Jangraw et al. (2014) used electroencephalography and ocular parameters to infer objects that were of subjective interest to users in a virtual reality environment and found both to be predictive. During informational intent, defined as search for an object under the assumption that it exists, the pupil was found to be larger than during scanning of a scene. Together with other gaze features, such as fixation durations, an accuracy of over 85% could be reached using an SVM (
Jang, Mallipeddi, Lee, Kwak, & Lee, 2014).
Bednarik et al. (2012) explored the potential of pupil dilation and other gaze characteristics as a means to infer the intention to select one out of the possible puzzle tiles in an eight-tile slide puzzle. A classification performance of about 60% was reached using models with SVMs when considering pupil dilation only; by including further gaze characteristics, classification performance reached up to 80% (
Bednarik et al., 2012).

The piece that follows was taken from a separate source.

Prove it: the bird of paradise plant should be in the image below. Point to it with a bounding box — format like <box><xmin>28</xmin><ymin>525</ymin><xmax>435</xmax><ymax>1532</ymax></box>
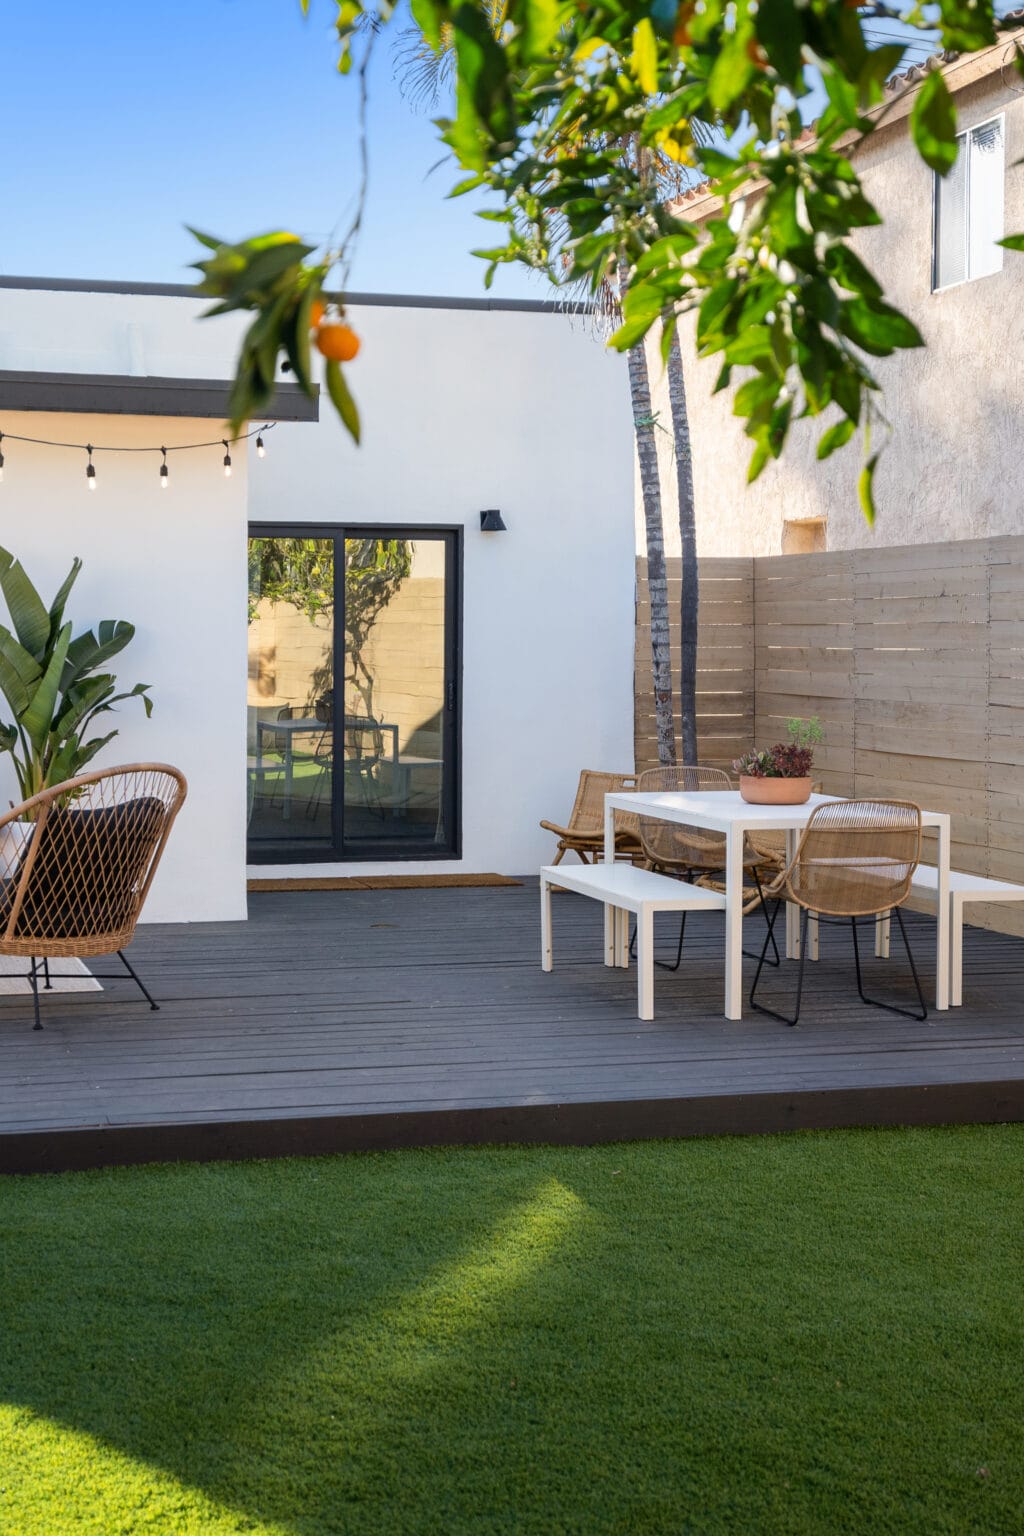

Using pupil sizes obtained from a variety of tasks, a classification of about 60% was reported for changes in cognitive state, which in most (but not all) cases likely reflected a binary decision on a target’s presence in visual search. Hereby, models using a SVM for rolling windows of 1 to 2 seconds achieved the best results when data were locally z-standardized (
Medathati et al., 2020). However, the considerable differences between the tasks leave unanswered what classification could be reached for binary decisions in particular. Deriving with valid conclusions from pupil dilation usually requires highly controlled experiments, as also motor execution, such as a key press (
Richer & Beatty, 1985), changes in gaze position, if not corrected for
Hayes and Petrov (2016), and brightness affect pupil dilation. In the foregoing investigations most closely related to recognizing user intention, understood as the outcome of a binary decision on a stimulus’ relevance from pupillometric data, changes in gaze position were not controlled for (
Bednarik et al., 2012;
Medathati et al., 2020). More important, however, key presses were necessary to inform about the intent to select. Pressing a key alone leads to strong pupil dilations (see
Figure 3 for the effect of a key press in this investigation), usually exceeding effect sizes of binary decisions (
Richer & Beatty, 1985;
Strauch, Greiter, & Huckauf, 2018). Thus, the pupil does not only pick up on a change in activation elicited by the intention (
de Gee et al., 2014), but also on the substantially larger change elicited by motor execution. In other words, it cannot be fully excluded that the observed effects were not exclusively driven by the decision regarding a stimulus’ relevance, but the motor execution that was associated with the very same decision in the analyzed tasks. Hence, previous studies using SVM algorithms (
Bednarik et al., 2012;
Medathati et al., 2020) remain inconclusive as to whether
intention alone can be decoded from the pupillary signal. Machine learning features solely derived from pupil size can further foster the understanding which signal characteristics are most informative and thus most promising at the center of pupillometric methods and investigations.